Evaluator failures, translation failures, unsupported semantics, and invalid mutations are reported separately from true bypasses.

Statistical Plan

The analysis reports medians, empirical distributions, bootstrap confidence intervals, quasi-binomial GLM with logit link for bounded rule-level robustness scores, and mixed-effects logistic regression with rule-level random intercepts where rule-mutation pairs are analyzed. Fractional logit and beta regression are sensitivity analyses. H1 is interpreted without multiplicity correction. H2-H6 use Benjamini-Hochberg false-discovery-rate correction at alpha = 0.05, with within-hypothesis contrast sub-families corrected separately. Exploratory analyses are labeled separately.

Reviewer and LLM Validation

Before main execution, the study requires a reviewer-drift pilot on a labeled reference set and independent second review for at least 300 mutation-review decisions, with Cohen's kappa reported. If no independent reviewer is available, confirmatory N must be downscoped and the remainder labeled exploratory.

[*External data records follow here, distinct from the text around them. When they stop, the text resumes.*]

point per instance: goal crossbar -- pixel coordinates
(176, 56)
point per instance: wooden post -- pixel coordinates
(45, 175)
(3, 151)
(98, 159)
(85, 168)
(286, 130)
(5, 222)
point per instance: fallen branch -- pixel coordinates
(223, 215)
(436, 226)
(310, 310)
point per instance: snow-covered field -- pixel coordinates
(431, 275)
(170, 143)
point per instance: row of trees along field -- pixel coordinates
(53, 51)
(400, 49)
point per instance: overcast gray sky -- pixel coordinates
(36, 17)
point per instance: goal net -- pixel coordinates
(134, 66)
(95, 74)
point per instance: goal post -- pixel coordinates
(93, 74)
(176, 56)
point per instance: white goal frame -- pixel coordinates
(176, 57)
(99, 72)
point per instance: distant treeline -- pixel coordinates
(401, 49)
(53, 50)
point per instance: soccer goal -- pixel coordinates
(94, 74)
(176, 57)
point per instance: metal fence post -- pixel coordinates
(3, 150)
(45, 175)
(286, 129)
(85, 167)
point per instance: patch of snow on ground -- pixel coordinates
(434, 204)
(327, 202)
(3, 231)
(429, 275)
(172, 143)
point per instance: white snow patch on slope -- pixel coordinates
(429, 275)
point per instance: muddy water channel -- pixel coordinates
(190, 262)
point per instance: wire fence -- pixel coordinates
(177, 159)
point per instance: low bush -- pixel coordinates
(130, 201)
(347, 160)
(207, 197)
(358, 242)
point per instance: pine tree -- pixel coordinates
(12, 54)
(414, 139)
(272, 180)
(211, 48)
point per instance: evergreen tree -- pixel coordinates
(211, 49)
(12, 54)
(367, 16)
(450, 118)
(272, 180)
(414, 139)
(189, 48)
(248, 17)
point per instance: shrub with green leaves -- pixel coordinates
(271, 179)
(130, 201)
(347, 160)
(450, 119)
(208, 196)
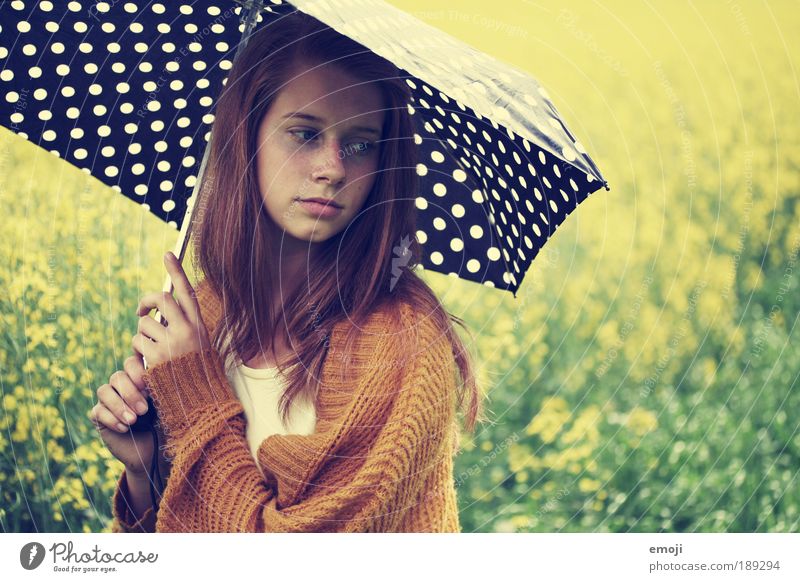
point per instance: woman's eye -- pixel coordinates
(362, 147)
(304, 134)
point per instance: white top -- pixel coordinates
(259, 390)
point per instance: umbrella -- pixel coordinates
(126, 92)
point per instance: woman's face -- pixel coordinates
(319, 140)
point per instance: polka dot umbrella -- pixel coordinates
(126, 91)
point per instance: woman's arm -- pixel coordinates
(366, 467)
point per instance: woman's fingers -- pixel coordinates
(128, 391)
(164, 302)
(134, 367)
(102, 417)
(152, 329)
(109, 396)
(184, 292)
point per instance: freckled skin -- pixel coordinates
(327, 159)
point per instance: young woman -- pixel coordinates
(308, 384)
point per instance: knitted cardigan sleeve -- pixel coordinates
(355, 474)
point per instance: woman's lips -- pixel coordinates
(319, 209)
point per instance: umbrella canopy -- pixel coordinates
(127, 92)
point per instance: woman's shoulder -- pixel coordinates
(394, 331)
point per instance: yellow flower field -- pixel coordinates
(645, 378)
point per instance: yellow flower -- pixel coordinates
(587, 485)
(641, 421)
(550, 419)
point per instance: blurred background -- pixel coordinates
(645, 378)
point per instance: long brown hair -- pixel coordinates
(235, 236)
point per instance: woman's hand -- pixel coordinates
(126, 393)
(181, 332)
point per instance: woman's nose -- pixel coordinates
(330, 162)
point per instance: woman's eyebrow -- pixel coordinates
(309, 117)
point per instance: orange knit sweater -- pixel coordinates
(380, 459)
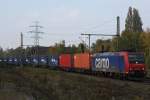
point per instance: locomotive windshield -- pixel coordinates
(136, 58)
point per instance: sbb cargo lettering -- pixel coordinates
(102, 63)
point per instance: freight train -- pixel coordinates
(124, 64)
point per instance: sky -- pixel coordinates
(64, 19)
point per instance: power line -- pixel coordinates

The LLM mutation generator must achieve at least 70% validity on a labeled pilot set. Validity below 60% triggers protocol falsification/downscoping. Prompts and responses are cached using content-addressable storage with hashes published where raw content cannot be released.

Falsification Criteria

The benchmark claim must be abandoned or downgraded if the final eligible corpus, mutation eligibility, evaluator repeatability, Sigma translation fidelity, auditability, or ethics checks fail the thresholds in Protocol Section 9.3.

Ethics and Release Boundaries

Public release may include sanitized metadata, aggregate findings, reproducibility manifests, outcome tables, and non-operational examples. Restricted artifacts include raw malware samples, raw bypass mutations, per-rule evasion recipes, operational command lines, exploit strings, credentials, infrastructure indicators, or material restricted by law, license, or responsible-research policy.

The project does not generate or publish novel attack techniques and does not publish shame-oriented rankings of individual authors or rules.

Preregistration Status

GitHub release timestamp:

GitHub release v1.0.0-protocol-lock

This release is the public timestamped protocol-lock record for Phase 1. A later OSF registration may mirror the same locked protocol, but must not change the locked methodology without a new major protocol version.